Joe Strummer - Page 2

The Clash are the essential punk group because they survived the original punk explosion and evolved into other contemporary forms, all the while maintaining and elaborating upon their original ideas. Singer/guitarist Joe Strummer was a diplomat's son with an upper-middle class education playing in pub-rock bands with the likes of Graham Parker and Elvis Costello when he heard the Sex Pistols for the first time in early 1976. "It's a whole new thing, man," he confided in reverent tones to Parker, "a whole new thing."
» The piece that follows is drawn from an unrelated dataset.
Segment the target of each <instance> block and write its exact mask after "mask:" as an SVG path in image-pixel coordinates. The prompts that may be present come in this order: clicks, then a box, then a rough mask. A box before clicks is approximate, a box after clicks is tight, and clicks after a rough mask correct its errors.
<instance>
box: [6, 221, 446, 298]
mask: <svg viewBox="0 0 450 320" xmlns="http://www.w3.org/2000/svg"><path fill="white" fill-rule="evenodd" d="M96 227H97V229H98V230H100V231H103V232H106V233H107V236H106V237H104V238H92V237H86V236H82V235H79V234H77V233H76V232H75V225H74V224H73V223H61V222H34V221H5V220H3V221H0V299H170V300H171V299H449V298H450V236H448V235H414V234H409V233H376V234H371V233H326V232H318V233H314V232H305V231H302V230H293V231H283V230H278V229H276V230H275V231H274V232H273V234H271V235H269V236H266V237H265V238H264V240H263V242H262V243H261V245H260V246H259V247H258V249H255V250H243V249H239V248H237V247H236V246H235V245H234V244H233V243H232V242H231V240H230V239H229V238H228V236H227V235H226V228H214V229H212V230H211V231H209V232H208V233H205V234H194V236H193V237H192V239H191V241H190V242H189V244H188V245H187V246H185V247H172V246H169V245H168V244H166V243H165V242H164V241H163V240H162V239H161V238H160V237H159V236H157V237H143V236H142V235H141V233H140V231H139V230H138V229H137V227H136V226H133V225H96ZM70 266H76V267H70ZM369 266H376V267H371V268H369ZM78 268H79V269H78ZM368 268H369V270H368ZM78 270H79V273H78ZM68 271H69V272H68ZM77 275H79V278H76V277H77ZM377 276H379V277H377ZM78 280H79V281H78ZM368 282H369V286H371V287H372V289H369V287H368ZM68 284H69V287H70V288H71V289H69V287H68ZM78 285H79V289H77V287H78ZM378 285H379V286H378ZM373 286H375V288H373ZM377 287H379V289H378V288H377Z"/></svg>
Immediatley thereafter, Strummer quit his pub-rock band and formed the Clash with guitarist Mick Jones, bassist Paul Simonon, and various drummers, including Topper Headon. The Clash's first album - released in England in 1977, but not in the US until 1979 - was an incendiary classic that was at once more melodic and more assaultive the the Sex Pistol's album.

Several songs from the first Clash album (The Clash) are on this collection. The greatest of which is the Clash's remake of the Bobby Fuller Four's "I Fought the Law." Bobby Fuller's 1965 original was a Buddy Hollyesque classic rife with ambivalence and sweet regret. It is more apologetic than antisocial:

"I miss my baby and I feel so bad,
I guess my race is run,
She is the best girl I ever had,
I fought the law and the law won,
I fought the law and the law won."

The Clash tilt the rhythm forward, shift the guitar riff from rockabilly-melodic to punk-propulsive and howl their way through the song with monomaniacal outrage and defiance. When Strummer sings, "A-breakin' rocks in the hot sun,
I fought the law and the law won, I fought the law and the law won," the rocks are beaten into dust and the law is put on notice that its victory is only temporary.

The Clash set the tone for the band's subsequent career. While the Clash moved musically through a variety of styles on subsequent albums: Give Them Enough Rope (1978), London Calling (1979), Black Market Clash EP (1980), Sandanista! (1980), Combat Rock (1982), including reggae ("Pressure Drop'" "The Guns of Brixton," "Bankrobber"), funk ("The Magnificent 7," "This Is Radio Clash," "Rock the Casbah"), and various rock permutations, the Clash's focus always remained on one thing: confrontation. The Clash is among the most aptly named groups in the history of rock and roll.